Just as data mining and prediction technologies determined the winners in the 1990s, optimization will make that distinction over the next decade. But don’t be fooled, you still reap what you sow. Businesses – such as credit card, telecommunications and insurance – with access to large stores of data (transactional and demographic) will be among the first to capitalize on optimization technology to gain new competitive advantage.
To gain some perspective, let’s review how data mining changed the face of the credit-card marketing landscape over the past decade or so and preview how optimization will reshape it again.
The history. Certainly Moore’s Law – the amount of data storage that a microchip can hold doubles every year or at least every 18 months – was a key driver in this scenario, allowing more complex algorithms to be applied into quick, operational decision windows. Before the mid-1980s, credit was granted in a manual manner using judgmental criteria to make risk decisions. Experts developed behavior scores that used statistics to predict which potential customers would be the best and worst risks.
Scoring proved to be more consistent and accurate in predicting general risk than human judgment. In addition, technology improvements sped up the process, resulting in increased efficiency for issuers and customers. In this way, the world of math and science was introduced to the business of credit-card lending. However, the same could not be said for the marketing efforts to acquire and manage customers. Even in the late 1980s and early 1990s, credit-card offerings were homogeneous and consumers were blanketed with mass-market appeals; there was little price/feature competition.
A few innovative companies realized and seized an opportunity. New companies that hired Ph.D.s with predictive modeling, statistics and econometric backgrounds started to target best customers. Introducing science into the art of marketing, these companies used math to identify which customers would transfer balances and they introduced other novel ideas (low introductory rates, rewards, no fees, etc.) to customers based on their expected response. These little nonbanks, through smart marketing, created a new way of doing business and, thus, came to power in the credit-card industry.
In many ways, 10 years later, the credit-card industry has come full circle. The market is reduced to stealing customers from each other, pushing profitability break-evens beyond the point where most accounts end. More accurate predictions of the same view of the customer no longer provide new, operational information.

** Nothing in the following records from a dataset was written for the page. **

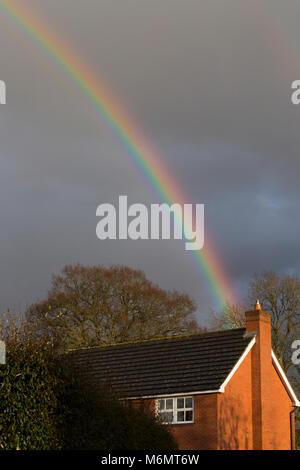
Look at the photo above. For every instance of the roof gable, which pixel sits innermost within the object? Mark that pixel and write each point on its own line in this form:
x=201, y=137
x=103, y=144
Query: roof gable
x=170, y=366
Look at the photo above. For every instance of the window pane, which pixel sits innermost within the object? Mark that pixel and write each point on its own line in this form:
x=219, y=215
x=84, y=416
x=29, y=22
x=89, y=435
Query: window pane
x=166, y=417
x=169, y=404
x=188, y=416
x=161, y=405
x=189, y=402
x=180, y=402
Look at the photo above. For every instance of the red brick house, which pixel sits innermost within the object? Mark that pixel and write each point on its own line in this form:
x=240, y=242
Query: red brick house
x=220, y=390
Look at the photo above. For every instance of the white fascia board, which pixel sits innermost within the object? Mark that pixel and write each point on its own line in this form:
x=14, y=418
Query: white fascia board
x=285, y=380
x=185, y=394
x=237, y=365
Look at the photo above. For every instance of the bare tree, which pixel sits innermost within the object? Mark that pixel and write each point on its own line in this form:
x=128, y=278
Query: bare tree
x=92, y=306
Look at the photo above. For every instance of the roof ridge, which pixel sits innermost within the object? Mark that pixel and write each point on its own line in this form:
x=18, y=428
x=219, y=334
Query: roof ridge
x=149, y=340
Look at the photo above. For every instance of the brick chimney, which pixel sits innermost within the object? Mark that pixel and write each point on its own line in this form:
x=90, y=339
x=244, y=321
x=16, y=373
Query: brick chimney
x=259, y=322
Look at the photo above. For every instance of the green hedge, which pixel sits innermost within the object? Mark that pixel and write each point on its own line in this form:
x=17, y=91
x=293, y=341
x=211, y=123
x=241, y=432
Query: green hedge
x=45, y=405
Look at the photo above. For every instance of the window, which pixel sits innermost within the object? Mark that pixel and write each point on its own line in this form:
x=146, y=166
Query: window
x=175, y=410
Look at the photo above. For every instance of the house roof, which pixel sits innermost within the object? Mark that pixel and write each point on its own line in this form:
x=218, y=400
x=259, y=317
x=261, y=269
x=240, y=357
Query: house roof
x=169, y=366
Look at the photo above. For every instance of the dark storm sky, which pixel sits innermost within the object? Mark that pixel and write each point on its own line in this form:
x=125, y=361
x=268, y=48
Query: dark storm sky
x=208, y=82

Though there are incremental gains that can be and are being made by building better predictive models, prediction alone is no longer a competitive advantage. Consider the analogy of the electron microscope: There comes a point when marginally increasing the magnification of the microscope – looking at the same cell – ceases to yield new information.
The future. A new microscope that is able to look beneath the cell and understand its interactions with other cells, does indeed yield new, operational information. Today, the true innovators are embracing the evolving science of optimization. The breakthrough is in shifting the goal beyond building incrementally more accurate models and, instead, expanding the depth and breadth of the understanding of the customers. Optimization serves to leverage the existing information by combining very accurate models into a broader decision framework that creates more opportunities to influence the customer over longer periods of time.
Unlike predictive modeling, which starts with inputs and predicts an output, optimization starts with an output and seeks to find the best inputs to achieve a certain goal. These solutions demand three criteria:
• The optimization output. This should be the strategic goal of the company. Lifetime customer value is a measure of all possible economic flows of a customer over time. LCV serves as an arbiter to consider aspects of the decision-making process that have historically been at odds with one another, such as response and risk. Just as predictive models captured more precise representations of customer behavior over judgment alone, optimization captures and structures the causal and interdependent behaviors of customer actions/reactions in a comprehensive manner. How do you create individualized plans to invest and harvest the most value possible from your customer-asset base?
• The ability to compare and simulate. Under a comprehensive metric, how does one measure which option or plan is preferable across the entire customer base? What about external influences? The optimization paradigm provides a metric for comparing apples to apples (customers to customers) through a common view, but what about under myriad assumptions? The ability to simulate, to run and compare multiple, structured scenarios enables decision makers to stress test plans and combine management intuition with optimization science to create compelling strategy.
• An integrated environment. A goal that unifies all aspects of the organization has no value if the functions cannot communicate. To be successful, optimization solutions will require coordination and communication among functions. As interdependencies are exploited and plans are proposed, how does that impact the actions of all of the functions?
The power of optimization science can best be exercised when the concerns and perspectives of the contributors can be facilitated, integrated and exchanged effectively.